Investing an HSA provides an opportunity for growth
Investing the assets in your health savings account provides a substantial benefit because you will not pay taxes on gains, as long as the money is withdrawn to cover qualifying healthcare costs.
With most other types of tax-advantaged investment accounts, including a 401(k) and traditional IRA, you invest with pre-tax funds but must make required minimum distributions as a senior and pay taxes on withdrawals. With Roth IRAs, you have the opportunity for tax-free withdrawals but have to invest with post-tax funds.
An HSA is one of the only investment vehicles where you save on taxes at both ends. As long as you make withdrawals specifically for healthcare expenditures, the withdrawals are not taxable. Those 65-and-over can also make withdrawals for any purpose without penalty, but the income will be taxable at that time.
Since it costs less to make initial investments due to the tax break and the tax-free gains make it easier for your money to grow, an HSA is a very powerful investment tool -- and one you're not making wise use of if you don't actually invest.

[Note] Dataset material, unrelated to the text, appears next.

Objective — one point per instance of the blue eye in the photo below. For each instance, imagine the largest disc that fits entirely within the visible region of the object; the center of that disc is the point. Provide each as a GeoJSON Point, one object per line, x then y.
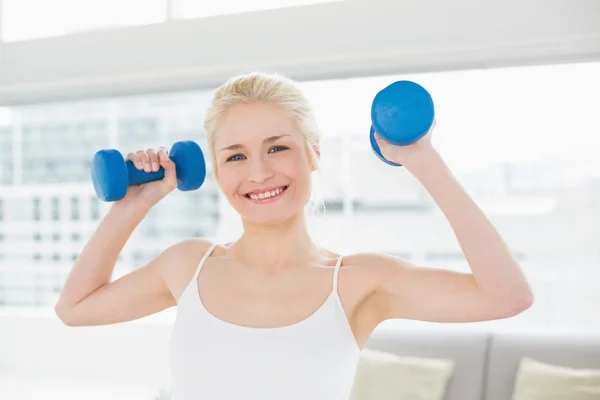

By keeping HSA assets in cash, your funds lose value over time due to inflation -- especially if you roll over assets for many years -- and you miss the opportunity to benefit from market gains you won't be taxed on.
Even among HSA owners who use their accounts to cover the costs of healthcare in the short-term, there are still opportunities to invest a portion of their account balance. EBRI research revealed the average HSA accountholder rolled over an estimated $1,151. Remaining balances left in accounts at the end of each year could grow and eventually be invested.
How to invest assets in an HSA
To invest an HSA, account owners are typically required to have a minimum balance. Investing the maximum annual investment -- $3,450 for individual coverage and $6,900 for family coverage with an additional $1,000 contribution for those 55 or older in 2018 -- could allow you to meet minimum balance requirements more quickly so you can begin making the money work for you.
It's also important to make sure your HSA is held in a financial institution with low account fees and ample investment opportunities. Employer-provided accounts may come with higher fees; if so, unless your employer is contributing to your HSA, you may want to keep your HSA at a brokerage firm offering a better deal. Look for a firm that provides a good mix of investment opportunities, such as exchange-traded funds or broad-index mutual funds.
Next, determine how to allocate investments. If you're treating your HSA as a long-term investment vehicle, consider an investment mix similar to the mix used for your 401(k). When you're younger, invest more aggressively and put more of your HSA money into stocks. As you grow older and the likelihood you'll need to withdraw money to pay care rises, assets will be invested more conservatively since you may not have as much time to weather market downturns.